The Presidency has said that the N6.08trn budget proposal for 2016 it presented to the National Assembly is still open to comments and reproach from the public.
The Senior Special Assistant to the President on Media and Publicity, Mallam Garba Shehu, said this in a statement on Sunday.
According to Shehu, President Muhammadu Buhari’s administration would continue to welcome “well-meaning criticism” of its policies, budget and expenditure because that was the only way the change promised during the election campaign, would have a meaning.
The presidential spokesman said it was based on this conviction and in line with established traditions Buhari directed that the 2016 budget proposal be put on the website of the Budget Office so that Nigerians could read it and make their observations.
He pointed out that the suggestions to the effect that the Presidency was misleading the public on any aspects of the budget could not stand the test of time.
Shehu explained that based on a recent report on the allocation to the State House Clinic in the budget, the Budget Office had supplied a summary of the allocations to the various sectors under the Ministry of Health.
He stated that it showed clearly that the published story was inaccurate, saying the office affirmed that in terms of both capital and recurrent allocations, the draft budget had put more money in the 17 teaching hospitals than it did in the State House Clinic.
The State House Clinic got an allocation of N3.8 billion in the 2016 budget proposal.
He stated: “We’re not by any stretch of imagination suggesting that the draft budget is beyond comments or reproach. Nor do we wish to dwell on this simply to make a point. To do that will drive away good citizens from pointing out needed corrections and, ultimately defeating the change mantra of the administration. The budget is a Nigerian budget and citizens reserve the right to examine its content and provide their own perspectives.

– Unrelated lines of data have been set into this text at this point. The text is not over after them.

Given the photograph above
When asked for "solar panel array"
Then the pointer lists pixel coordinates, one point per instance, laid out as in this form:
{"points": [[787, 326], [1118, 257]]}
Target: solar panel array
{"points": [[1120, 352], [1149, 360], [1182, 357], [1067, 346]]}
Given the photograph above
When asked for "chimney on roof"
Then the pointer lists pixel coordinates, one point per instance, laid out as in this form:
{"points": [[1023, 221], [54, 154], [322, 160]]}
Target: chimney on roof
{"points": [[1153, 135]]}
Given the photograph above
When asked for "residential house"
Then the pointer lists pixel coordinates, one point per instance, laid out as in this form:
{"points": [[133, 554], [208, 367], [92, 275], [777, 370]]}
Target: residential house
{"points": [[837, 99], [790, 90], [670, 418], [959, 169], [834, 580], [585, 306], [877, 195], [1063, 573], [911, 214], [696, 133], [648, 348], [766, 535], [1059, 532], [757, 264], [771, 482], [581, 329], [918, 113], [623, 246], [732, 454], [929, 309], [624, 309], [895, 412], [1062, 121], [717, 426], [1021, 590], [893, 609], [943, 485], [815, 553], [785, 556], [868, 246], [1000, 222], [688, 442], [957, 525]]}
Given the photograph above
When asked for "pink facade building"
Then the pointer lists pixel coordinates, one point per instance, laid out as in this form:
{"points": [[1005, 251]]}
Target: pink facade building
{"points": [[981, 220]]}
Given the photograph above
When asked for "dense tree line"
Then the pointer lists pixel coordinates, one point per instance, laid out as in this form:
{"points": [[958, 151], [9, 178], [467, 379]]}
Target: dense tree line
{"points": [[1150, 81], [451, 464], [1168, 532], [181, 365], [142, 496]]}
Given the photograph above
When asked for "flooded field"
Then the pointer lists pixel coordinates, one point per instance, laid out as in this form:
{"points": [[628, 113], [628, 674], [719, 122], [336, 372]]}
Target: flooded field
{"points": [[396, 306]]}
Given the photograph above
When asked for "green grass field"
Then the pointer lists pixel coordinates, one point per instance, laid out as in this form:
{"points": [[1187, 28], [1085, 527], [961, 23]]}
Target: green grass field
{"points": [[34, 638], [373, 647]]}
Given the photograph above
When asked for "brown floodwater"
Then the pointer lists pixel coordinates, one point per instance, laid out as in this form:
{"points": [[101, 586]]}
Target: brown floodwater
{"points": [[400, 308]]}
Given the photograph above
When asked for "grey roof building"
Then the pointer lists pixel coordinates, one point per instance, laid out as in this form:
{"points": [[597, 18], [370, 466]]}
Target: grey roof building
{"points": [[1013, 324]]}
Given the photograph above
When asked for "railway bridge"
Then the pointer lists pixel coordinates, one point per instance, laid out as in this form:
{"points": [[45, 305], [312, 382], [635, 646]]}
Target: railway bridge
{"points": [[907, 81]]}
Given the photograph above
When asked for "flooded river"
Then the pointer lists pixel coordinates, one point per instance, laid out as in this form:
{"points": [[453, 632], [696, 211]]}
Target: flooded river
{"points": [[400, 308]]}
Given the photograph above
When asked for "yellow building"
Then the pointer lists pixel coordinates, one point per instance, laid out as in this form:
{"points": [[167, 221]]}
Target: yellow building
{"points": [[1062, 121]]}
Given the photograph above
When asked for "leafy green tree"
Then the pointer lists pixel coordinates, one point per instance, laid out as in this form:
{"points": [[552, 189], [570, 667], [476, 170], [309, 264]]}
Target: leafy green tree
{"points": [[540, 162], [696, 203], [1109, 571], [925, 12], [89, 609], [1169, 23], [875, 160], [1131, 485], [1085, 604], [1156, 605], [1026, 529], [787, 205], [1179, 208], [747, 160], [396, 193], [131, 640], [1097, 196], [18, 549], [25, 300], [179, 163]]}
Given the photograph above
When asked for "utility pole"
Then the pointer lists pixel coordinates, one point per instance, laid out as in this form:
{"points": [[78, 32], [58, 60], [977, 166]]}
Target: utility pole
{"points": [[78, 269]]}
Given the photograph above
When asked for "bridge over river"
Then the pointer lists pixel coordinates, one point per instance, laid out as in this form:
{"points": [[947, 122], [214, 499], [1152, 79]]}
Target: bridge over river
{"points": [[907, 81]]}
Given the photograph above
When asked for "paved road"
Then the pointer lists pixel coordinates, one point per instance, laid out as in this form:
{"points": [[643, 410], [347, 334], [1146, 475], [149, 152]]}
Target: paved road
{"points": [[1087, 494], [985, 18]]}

“As the draft goes through the approval process, this and many other aspects will continue to generate interest, criticism, commendation and sometimes condemnation in discussions in the parliament, the media and the court of public opinion.
“We believe that the process of ‘change’ will be affected by, and stands to gain from these debates especially where there is good faith on all sides. Government has no reason whatsoever to mislead the citizens on the budget and on all other matters for whatever reason”.